With respect to exhaustion, RSC argued that its policies with the excess and umbrella insurers contained a duty to defend against lawsuits, claims, proceedings, etc. related to various forms of injury.

The court noted that the trial court adopted a mixed approach, applying horizontal exhaustion to the insurers’ duty to defend but vertical exhaustion to the duty to indemnify. However, the court found that vertical exhaustion applied to the duty to defend under certain umbrella policies because the language of certain underlying policies precluded coverage for benzene claims—meaning there was no valid and collectible insurance other than the excess policies.


Radiator Specialty is significant as it is one of the few appellate court decisions to determine the proper trigger analysis for benzene claims.
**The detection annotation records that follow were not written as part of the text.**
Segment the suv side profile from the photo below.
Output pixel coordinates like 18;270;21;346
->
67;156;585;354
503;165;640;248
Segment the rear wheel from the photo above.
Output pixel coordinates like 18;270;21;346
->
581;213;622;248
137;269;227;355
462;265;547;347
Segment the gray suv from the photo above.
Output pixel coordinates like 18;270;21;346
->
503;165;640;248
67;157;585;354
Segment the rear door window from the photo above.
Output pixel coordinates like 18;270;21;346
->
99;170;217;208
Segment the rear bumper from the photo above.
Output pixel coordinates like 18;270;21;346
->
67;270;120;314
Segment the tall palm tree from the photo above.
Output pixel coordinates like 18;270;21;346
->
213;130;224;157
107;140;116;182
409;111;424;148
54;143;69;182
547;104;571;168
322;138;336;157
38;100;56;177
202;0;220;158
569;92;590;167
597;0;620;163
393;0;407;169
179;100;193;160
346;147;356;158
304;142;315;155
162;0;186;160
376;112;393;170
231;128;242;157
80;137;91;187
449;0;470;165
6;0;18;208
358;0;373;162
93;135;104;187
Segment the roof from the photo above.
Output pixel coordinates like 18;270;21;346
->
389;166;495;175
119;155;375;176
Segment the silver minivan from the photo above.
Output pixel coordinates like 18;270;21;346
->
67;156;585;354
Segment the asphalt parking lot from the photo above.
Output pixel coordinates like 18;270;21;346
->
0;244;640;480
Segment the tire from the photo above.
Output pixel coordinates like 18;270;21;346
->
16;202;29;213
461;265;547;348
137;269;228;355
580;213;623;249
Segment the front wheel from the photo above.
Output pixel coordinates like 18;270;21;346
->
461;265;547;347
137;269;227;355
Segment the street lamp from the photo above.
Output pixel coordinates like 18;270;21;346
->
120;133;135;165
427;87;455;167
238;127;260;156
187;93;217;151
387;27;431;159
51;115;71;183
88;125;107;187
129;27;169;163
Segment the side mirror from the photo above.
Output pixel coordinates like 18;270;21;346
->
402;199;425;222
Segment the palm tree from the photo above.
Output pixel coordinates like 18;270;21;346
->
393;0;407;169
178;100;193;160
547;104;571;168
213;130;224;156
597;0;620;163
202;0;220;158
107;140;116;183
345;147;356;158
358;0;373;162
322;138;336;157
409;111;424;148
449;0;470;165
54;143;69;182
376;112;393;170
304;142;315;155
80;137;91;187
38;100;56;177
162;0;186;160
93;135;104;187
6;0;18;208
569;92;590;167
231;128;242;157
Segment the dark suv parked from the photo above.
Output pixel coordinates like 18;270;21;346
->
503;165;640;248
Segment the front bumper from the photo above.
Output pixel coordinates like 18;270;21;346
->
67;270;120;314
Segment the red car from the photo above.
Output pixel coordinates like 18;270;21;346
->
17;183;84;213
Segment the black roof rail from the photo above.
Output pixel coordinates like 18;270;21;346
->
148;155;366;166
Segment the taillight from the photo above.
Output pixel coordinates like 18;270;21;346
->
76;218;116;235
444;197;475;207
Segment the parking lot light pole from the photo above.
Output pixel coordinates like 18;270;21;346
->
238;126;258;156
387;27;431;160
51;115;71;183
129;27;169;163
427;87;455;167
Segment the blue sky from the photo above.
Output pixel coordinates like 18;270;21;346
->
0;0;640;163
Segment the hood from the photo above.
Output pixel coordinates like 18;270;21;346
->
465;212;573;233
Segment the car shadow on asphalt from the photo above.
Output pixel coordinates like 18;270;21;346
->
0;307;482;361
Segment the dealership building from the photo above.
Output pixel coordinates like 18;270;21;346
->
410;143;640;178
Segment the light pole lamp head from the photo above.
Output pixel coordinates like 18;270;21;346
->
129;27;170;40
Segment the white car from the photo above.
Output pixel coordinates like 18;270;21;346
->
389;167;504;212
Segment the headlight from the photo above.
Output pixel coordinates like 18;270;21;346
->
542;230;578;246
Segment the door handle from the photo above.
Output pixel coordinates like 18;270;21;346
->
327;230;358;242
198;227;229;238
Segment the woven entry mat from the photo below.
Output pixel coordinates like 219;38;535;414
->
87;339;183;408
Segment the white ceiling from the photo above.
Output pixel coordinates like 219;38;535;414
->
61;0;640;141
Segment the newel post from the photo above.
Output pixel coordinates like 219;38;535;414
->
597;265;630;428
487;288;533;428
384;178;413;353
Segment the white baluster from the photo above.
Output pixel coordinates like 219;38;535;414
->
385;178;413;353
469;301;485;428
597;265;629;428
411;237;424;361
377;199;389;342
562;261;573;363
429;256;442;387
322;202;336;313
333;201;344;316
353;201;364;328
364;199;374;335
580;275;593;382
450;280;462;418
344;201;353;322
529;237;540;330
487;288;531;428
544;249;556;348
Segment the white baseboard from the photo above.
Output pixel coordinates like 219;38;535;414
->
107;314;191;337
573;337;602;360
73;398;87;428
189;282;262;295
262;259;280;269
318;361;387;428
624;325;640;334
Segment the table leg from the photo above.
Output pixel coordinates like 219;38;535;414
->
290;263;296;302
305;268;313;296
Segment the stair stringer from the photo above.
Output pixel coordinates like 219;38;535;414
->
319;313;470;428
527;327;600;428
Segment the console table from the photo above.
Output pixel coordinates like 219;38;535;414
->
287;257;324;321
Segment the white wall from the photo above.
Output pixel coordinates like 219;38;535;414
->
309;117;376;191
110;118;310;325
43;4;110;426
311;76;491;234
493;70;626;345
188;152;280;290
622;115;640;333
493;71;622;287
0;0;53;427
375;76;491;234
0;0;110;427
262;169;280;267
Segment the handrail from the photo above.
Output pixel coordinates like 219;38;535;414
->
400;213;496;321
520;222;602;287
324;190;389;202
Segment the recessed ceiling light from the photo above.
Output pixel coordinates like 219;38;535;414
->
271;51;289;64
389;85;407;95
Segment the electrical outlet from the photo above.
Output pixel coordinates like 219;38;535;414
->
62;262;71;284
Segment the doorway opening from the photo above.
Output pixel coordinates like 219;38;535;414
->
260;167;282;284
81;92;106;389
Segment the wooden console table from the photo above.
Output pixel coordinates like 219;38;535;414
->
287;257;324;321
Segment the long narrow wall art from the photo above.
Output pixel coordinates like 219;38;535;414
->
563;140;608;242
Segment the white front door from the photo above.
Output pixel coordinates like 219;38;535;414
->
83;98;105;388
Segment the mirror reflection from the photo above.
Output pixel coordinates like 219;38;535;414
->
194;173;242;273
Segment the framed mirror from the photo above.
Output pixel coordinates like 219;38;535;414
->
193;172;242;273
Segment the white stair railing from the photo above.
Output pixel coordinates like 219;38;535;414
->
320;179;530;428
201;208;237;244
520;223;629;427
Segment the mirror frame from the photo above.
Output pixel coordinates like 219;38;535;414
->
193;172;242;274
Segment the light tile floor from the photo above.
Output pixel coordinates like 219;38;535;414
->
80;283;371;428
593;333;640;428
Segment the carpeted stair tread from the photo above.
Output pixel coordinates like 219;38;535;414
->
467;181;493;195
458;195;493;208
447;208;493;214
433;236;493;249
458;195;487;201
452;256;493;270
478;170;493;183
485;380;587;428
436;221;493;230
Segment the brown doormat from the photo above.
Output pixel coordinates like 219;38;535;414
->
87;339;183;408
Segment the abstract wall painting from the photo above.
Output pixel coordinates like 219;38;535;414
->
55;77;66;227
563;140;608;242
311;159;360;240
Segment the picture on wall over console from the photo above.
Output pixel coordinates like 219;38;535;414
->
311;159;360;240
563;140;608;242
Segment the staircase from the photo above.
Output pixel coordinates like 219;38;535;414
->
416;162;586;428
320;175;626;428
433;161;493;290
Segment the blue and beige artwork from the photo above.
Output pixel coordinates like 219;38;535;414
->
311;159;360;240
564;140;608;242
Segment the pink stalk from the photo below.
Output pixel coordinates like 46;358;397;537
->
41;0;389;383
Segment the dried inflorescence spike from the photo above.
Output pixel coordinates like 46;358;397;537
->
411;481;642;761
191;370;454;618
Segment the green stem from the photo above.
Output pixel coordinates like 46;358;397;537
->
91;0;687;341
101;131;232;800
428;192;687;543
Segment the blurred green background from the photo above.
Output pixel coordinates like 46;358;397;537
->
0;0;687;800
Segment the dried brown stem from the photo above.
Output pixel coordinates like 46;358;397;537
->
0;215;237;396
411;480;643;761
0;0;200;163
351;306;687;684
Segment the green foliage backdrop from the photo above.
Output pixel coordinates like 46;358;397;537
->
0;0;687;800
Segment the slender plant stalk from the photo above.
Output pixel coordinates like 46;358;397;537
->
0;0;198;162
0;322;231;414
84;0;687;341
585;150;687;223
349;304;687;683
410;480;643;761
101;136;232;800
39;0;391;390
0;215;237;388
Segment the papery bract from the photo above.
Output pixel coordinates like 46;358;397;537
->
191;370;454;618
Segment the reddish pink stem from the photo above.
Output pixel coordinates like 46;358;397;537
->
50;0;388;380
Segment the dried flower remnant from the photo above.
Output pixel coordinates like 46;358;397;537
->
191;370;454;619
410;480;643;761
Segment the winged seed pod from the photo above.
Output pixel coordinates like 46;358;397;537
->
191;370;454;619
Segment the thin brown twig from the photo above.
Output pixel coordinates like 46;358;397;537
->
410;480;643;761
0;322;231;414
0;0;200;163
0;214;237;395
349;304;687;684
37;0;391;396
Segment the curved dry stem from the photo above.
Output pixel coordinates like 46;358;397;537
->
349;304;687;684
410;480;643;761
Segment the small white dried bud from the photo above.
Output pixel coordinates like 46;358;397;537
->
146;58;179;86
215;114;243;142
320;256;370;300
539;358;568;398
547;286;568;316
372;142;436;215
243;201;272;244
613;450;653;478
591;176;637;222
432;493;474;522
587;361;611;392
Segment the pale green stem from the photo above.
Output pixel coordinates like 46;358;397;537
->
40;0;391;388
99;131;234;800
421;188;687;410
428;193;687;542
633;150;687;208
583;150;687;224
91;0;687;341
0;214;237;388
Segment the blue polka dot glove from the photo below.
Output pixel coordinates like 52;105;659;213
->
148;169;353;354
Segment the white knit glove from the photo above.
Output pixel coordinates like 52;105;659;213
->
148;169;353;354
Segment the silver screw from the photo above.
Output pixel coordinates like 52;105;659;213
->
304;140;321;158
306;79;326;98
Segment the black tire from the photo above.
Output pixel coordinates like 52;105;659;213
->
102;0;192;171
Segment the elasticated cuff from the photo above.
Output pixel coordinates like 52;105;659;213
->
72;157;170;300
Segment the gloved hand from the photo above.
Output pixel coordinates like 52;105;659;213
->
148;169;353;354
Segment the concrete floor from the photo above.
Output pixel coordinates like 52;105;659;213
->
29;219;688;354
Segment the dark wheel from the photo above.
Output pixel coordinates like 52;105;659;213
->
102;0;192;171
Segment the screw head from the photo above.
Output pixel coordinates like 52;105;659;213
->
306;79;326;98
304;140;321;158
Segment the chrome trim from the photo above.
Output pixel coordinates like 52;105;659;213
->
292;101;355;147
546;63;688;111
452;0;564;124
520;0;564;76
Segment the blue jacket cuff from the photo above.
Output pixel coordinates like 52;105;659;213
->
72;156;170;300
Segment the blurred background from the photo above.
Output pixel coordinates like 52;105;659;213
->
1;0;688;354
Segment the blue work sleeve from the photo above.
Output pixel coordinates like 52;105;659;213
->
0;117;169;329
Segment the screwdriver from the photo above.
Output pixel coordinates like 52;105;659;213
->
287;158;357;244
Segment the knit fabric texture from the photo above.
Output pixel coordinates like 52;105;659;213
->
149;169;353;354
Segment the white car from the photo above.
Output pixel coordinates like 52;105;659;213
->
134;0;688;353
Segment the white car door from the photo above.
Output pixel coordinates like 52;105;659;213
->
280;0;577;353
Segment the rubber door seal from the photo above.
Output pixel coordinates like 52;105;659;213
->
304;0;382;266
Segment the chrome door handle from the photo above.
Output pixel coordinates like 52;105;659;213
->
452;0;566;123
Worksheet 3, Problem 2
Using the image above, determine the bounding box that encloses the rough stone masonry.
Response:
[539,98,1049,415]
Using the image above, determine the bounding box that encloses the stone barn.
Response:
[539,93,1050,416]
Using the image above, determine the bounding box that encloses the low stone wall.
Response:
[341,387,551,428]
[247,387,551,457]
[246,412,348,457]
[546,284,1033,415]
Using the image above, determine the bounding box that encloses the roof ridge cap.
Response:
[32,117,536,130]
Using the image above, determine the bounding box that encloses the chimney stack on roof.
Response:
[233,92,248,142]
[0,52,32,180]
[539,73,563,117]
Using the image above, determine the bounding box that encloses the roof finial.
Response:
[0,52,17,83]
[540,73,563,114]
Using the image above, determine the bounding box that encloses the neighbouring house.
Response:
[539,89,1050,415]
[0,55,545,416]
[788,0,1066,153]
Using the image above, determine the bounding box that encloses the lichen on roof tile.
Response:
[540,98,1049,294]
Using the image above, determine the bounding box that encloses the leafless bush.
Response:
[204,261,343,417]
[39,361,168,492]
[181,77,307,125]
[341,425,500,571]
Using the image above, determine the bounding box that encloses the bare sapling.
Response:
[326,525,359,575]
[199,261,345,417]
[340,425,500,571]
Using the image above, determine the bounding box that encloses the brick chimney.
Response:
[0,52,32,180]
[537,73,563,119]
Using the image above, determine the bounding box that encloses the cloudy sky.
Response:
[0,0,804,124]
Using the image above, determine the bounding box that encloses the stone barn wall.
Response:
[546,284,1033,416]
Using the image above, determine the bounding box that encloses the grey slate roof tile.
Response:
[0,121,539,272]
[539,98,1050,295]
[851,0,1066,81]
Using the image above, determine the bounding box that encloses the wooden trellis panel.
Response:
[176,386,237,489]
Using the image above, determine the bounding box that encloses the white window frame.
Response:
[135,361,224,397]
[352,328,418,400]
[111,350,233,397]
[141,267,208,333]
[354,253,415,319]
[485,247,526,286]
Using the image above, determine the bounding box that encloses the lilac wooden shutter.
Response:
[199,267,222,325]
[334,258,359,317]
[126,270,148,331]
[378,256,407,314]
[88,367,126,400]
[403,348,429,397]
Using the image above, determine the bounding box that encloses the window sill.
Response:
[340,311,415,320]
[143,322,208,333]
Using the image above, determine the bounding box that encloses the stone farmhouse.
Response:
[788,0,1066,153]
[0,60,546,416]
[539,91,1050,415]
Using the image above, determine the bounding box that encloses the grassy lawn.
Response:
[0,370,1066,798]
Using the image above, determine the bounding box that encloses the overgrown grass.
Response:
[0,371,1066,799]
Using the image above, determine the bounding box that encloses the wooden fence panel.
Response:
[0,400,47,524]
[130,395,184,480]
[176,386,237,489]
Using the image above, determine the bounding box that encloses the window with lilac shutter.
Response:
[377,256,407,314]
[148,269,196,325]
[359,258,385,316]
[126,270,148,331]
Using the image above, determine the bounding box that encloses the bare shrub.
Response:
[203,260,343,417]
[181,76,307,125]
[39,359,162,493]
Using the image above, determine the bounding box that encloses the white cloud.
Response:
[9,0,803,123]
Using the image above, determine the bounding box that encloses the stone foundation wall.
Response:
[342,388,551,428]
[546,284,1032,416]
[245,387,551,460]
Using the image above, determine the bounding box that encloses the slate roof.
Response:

It is likely that other courts will look to the court’s reasoning in Radiator Specialty if presented with similar coverage trigger issues for underlying benzene claims.

Moreover, while the opinion does not discuss the specifics of the science and medical information that was presented in the trial court, it appears that court was sufficiently satisfied with the methodology and conclusions to affirm the trial court’s application of the exposure trigger. Accordingly, Radiator Specialty may serve as an important blueprint for insurers involved in benzene-related coverage litigation going forward.

If you have any questions about this case or what it means for your insurance policies, please contact a member of our Insurance Coverage Group.

Note: In a footnote, the court indicates that medical and scientific evidence was presented at trial but that it was filed under seal. Therefore, the opinion discussed the information only in general terms.